Personne dans sa famille n'a été surpris, ce jour de 1974, quand Francis Bebey est rentré avec un orgue électronique sous le bras. L'instrument prenait une place folle dans le salon de la fratrie camerounaise installée dans le XIIIe arrondissement parisien ; il fallut même déplacer des meubles pour le caser. Mais il avait un beau look futuriste, avec ses deux claviers et ses boutons colorés indiquant - en anglais - «cello», «flute», «drums»… «Pour nous, c'était normal, se souvient aujourd'hui sa fille Kidi, notre père faisait tout le temps des trucs comme ça. Il achetait des instruments juste pour essayer quelque chose de nouveau.» C'est ce bout d'histoire qui est raconté dans la compilation African Electronic Music sortie en mars.

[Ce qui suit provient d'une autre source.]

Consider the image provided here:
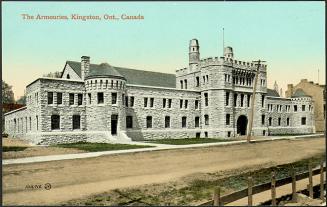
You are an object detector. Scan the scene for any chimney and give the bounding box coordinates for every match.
[285,84,294,98]
[81,56,90,80]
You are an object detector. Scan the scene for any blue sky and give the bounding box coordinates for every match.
[2,2,325,98]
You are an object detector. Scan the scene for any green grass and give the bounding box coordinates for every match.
[54,142,152,152]
[64,153,326,206]
[2,146,27,152]
[147,138,236,145]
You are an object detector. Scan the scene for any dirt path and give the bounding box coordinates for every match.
[3,138,325,205]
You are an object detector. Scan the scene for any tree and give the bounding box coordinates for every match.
[43,71,61,78]
[2,80,15,103]
[17,95,26,105]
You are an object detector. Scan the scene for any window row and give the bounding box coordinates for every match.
[51,115,81,130]
[85,80,126,89]
[48,92,83,106]
[5,116,39,133]
[233,76,253,86]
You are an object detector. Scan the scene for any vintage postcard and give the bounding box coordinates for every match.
[1,1,326,206]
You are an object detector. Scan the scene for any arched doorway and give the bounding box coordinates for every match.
[237,115,248,135]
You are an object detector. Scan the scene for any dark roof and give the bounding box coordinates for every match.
[67,61,176,88]
[292,88,311,98]
[267,88,279,97]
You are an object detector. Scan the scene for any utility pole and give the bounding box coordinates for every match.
[247,60,266,143]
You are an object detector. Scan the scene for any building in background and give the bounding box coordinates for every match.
[285,79,326,132]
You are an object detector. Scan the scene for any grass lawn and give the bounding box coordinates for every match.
[147,138,236,145]
[53,142,152,152]
[2,146,27,152]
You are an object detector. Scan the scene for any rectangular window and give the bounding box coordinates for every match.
[241,94,244,107]
[98,92,103,104]
[130,96,134,107]
[182,116,186,128]
[73,115,81,129]
[69,93,75,105]
[77,93,83,105]
[204,115,209,125]
[261,95,265,108]
[36,116,39,131]
[144,98,148,107]
[87,93,92,104]
[165,116,170,128]
[162,98,166,108]
[146,116,152,128]
[204,93,209,106]
[168,99,172,108]
[57,93,62,104]
[301,117,307,125]
[48,92,53,104]
[111,93,117,104]
[261,115,266,125]
[125,96,128,107]
[225,92,229,106]
[126,116,133,129]
[194,116,200,127]
[51,115,60,130]
[226,114,230,125]
[121,94,125,106]
[194,100,199,109]
[234,93,237,107]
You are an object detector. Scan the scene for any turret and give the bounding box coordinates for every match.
[189,39,200,70]
[81,56,90,80]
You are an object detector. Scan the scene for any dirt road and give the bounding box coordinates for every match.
[3,138,325,205]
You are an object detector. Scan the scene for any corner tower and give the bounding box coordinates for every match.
[189,39,200,70]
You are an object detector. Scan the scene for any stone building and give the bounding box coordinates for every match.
[285,79,326,132]
[5,39,315,144]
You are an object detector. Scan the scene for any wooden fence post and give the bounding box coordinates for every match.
[320,161,325,202]
[309,162,313,198]
[248,177,253,206]
[271,171,276,206]
[291,167,297,202]
[213,187,221,206]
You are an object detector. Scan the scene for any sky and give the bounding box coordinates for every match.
[2,1,325,99]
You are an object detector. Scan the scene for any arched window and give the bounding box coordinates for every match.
[51,115,60,130]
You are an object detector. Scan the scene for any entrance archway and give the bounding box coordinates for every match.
[237,115,248,135]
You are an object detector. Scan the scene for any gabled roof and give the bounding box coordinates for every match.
[66,61,176,88]
[267,88,279,97]
[292,88,311,98]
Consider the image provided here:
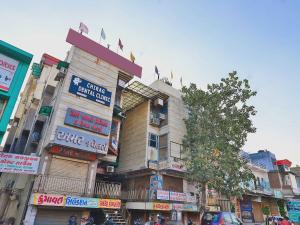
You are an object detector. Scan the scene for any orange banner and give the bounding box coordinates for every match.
[98,199,121,209]
[153,202,171,211]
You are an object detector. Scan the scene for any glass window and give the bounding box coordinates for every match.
[149,133,158,148]
[223,213,232,223]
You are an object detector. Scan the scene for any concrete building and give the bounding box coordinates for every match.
[249,150,277,171]
[117,80,199,224]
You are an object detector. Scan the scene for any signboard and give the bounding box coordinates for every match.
[65,108,111,136]
[32,193,65,206]
[98,199,121,209]
[170,191,187,202]
[240,200,254,223]
[156,190,170,200]
[0,54,19,91]
[65,196,99,208]
[49,146,97,161]
[0,152,40,174]
[287,199,300,223]
[54,126,108,155]
[69,75,111,106]
[153,202,171,211]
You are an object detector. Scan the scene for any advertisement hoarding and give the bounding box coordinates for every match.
[0,152,40,174]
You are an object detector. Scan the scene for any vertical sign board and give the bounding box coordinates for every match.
[0,53,19,91]
[287,199,300,223]
[69,75,111,107]
[54,126,108,155]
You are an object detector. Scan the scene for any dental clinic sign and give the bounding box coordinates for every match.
[69,75,111,106]
[54,126,108,155]
[0,54,19,91]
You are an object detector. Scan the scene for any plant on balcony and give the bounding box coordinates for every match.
[182,71,256,214]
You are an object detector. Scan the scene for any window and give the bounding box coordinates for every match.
[149,133,158,149]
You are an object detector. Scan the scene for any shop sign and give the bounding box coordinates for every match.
[170,191,187,202]
[49,146,97,161]
[54,126,108,155]
[183,204,198,212]
[0,152,40,174]
[173,204,183,211]
[287,199,300,223]
[33,193,66,206]
[69,75,111,106]
[65,108,111,136]
[0,54,19,91]
[156,190,170,200]
[153,202,171,211]
[65,196,99,208]
[98,199,121,209]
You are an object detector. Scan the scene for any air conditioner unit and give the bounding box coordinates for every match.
[106,166,115,173]
[154,98,164,106]
[150,117,160,126]
[159,113,166,120]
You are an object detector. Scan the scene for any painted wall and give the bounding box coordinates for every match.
[0,41,33,142]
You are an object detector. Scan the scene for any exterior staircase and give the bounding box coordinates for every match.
[103,209,127,225]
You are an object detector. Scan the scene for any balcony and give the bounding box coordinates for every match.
[33,175,121,198]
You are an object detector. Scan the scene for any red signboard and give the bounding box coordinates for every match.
[49,146,97,161]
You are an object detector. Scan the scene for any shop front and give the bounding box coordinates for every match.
[31,193,121,225]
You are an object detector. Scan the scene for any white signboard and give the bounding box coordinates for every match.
[0,54,19,91]
[0,152,40,174]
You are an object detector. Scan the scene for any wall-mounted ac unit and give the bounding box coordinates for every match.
[106,166,115,173]
[154,98,164,106]
[159,113,166,120]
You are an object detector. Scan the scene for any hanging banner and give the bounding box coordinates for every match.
[65,196,99,208]
[54,126,108,155]
[65,108,111,136]
[69,75,111,106]
[0,152,40,174]
[32,193,66,206]
[0,54,19,91]
[98,199,121,209]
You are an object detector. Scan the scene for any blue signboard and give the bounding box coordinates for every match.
[65,196,99,208]
[65,108,111,135]
[54,126,108,155]
[287,199,300,223]
[69,75,111,106]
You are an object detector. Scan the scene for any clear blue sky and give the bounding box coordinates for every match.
[0,0,300,164]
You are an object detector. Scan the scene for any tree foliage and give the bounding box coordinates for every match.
[182,71,256,209]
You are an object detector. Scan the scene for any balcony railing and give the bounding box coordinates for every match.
[33,175,121,198]
[94,181,121,198]
[33,175,87,196]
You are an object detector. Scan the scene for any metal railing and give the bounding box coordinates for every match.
[94,181,121,198]
[33,175,87,196]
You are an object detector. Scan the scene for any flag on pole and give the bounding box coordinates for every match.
[79,22,89,34]
[118,38,123,51]
[100,28,106,40]
[130,52,135,62]
[155,66,160,80]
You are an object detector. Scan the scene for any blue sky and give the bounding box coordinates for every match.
[0,0,300,164]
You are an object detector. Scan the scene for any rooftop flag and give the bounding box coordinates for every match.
[130,52,135,62]
[79,22,89,34]
[118,38,123,51]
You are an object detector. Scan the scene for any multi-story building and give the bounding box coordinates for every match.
[249,150,277,171]
[0,40,33,142]
[117,80,199,223]
[1,29,142,225]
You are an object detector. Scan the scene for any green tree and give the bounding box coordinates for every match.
[182,71,256,211]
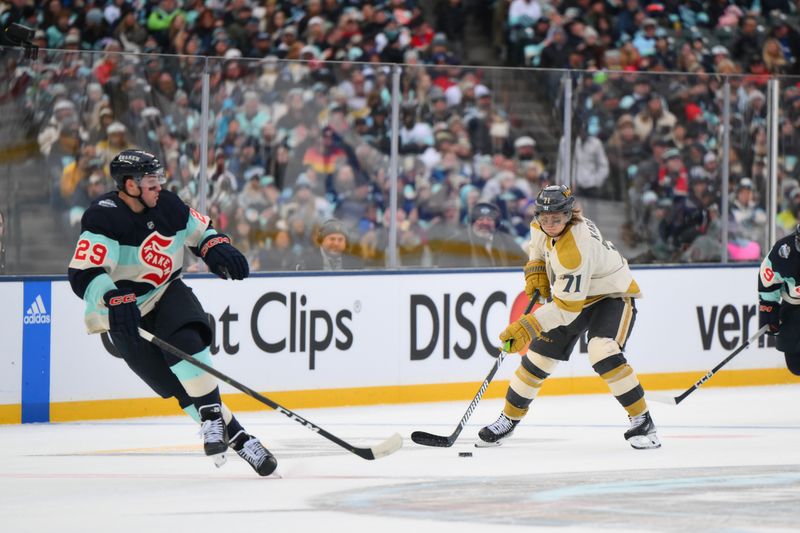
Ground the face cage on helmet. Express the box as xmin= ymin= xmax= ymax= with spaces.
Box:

Virtuosité. Au milieu des années 70, ce synthétiseur primaire débarque dans la vie de Francis Bebey - décédé en 2001 à 72 ans - alors qu'il vient de quitter son poste à l'Unesco. Après avoir œuvré comme journaliste à la Société de radiodiffusion de la France d'outre-mer, il assurait depuis quelques années la formation de techniciens radio dans les pays qu'on appelait encore «le tiers-monde», tout en dirigeant une collection de disques de musiques traditionnelles.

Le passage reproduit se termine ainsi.